Когда кардинал вышел, все вздохнули с облегчением и уже вполне добродушно оценили столь остроумное извинение и великолепное вино, которое как монсиньор Луиджи Бруно, так и архиепископ Ламбертини, весьма сведущий в Священном Писании, похоже, пробовали уже не раз, настолько явно они давали понять, что знают, где пурпуроносец Кьярамонти его хранит — очевидно, где-то недалеко; однако лица архиепископа и монсиньора мигом вытянулись, и на них проступило великое разочарование. Вино, которым его высокопреосвященство вознамерился попотчевать их, было не то, которое они ожидали, а совсем другое, которое, по его словам, изготавливали прямо тут же, в Ватикане, вино более чем посредственное, которое, по всей видимости, было хорошо знакомо обоим клирикам. Однако брат Гаспар принял его, ничем не выразив своего неудовольствия, то же сделал и монсиньор Бруно — что им еще оставалось? — между тем как архиепископ Ламбертини, ученый богослов-патриарх, попросил джин с тоником и двумя ломтиками лимона.

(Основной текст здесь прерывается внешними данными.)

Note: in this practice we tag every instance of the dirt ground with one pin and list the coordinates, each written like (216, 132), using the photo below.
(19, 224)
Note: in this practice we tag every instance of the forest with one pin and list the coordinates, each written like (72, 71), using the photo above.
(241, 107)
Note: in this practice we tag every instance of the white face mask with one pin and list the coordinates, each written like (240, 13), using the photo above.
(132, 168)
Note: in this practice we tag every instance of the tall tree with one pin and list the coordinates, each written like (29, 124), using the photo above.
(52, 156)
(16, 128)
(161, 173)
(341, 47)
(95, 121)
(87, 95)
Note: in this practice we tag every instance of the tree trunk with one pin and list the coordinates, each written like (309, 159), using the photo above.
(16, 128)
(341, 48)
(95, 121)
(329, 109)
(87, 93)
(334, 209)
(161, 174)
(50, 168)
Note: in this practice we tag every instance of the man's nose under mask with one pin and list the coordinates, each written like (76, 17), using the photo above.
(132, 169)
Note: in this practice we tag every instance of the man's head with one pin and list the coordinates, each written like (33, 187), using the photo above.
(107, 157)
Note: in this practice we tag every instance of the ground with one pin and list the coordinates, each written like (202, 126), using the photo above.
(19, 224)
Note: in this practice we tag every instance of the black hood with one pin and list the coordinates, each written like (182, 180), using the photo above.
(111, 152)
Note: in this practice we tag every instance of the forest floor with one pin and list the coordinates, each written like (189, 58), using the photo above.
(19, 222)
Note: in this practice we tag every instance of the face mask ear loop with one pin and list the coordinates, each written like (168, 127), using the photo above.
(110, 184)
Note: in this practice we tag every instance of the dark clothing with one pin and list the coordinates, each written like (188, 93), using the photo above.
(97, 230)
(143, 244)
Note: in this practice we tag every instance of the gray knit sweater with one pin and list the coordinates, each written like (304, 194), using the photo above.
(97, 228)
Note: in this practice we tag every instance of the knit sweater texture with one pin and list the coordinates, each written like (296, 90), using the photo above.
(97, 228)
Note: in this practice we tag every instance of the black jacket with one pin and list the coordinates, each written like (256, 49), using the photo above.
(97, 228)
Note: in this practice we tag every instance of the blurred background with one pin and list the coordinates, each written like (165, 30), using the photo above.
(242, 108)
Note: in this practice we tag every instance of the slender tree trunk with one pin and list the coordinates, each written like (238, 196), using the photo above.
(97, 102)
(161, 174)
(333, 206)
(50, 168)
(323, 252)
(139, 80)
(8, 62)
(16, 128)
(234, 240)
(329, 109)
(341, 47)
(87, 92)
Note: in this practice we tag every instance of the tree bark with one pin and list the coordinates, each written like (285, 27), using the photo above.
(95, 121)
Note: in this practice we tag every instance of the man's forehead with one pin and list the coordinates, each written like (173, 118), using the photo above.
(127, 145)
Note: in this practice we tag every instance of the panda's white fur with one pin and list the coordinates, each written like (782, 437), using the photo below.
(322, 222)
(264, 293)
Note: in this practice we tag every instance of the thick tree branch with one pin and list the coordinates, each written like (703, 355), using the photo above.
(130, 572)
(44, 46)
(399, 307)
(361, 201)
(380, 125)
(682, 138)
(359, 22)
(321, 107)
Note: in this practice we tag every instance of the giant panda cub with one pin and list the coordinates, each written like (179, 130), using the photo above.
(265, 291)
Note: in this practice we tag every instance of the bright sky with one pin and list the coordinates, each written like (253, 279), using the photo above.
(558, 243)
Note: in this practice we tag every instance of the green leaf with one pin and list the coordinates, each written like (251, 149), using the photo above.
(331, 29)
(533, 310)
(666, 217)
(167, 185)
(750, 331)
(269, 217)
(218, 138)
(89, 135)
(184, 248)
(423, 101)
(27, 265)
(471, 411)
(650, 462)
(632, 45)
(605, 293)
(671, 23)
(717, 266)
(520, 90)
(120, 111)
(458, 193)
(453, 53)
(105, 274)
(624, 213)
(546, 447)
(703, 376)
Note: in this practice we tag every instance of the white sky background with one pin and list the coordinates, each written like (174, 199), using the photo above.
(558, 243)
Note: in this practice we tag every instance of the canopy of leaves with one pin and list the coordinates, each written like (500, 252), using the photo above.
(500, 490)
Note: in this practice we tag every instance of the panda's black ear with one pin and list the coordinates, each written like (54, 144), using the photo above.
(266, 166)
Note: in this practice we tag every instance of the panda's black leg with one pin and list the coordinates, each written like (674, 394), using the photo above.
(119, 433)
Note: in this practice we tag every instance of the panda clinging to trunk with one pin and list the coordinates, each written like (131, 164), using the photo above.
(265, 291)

Он не скрывал своего раздражения, усугубленного заразительной нервозностью, окрашенной в мрачные тона, и кардинал Кьярамонти не мог обойти это молчанием, хотя на лице его и проступало легкое пренебрежение к неспокойному состоянию духа архиепископа.

— Я вижу, вы чем-то встревожены. Что вас волнует? — спросил его высокопреосвященство.

— Меня волнует то же, что и всех нас, — ответил архиепископ, почтя за лучшее скрыть подлинные мотивы своего удрученного вида. — Ватикан и будущее истинного учения Христова, которое мы представляем.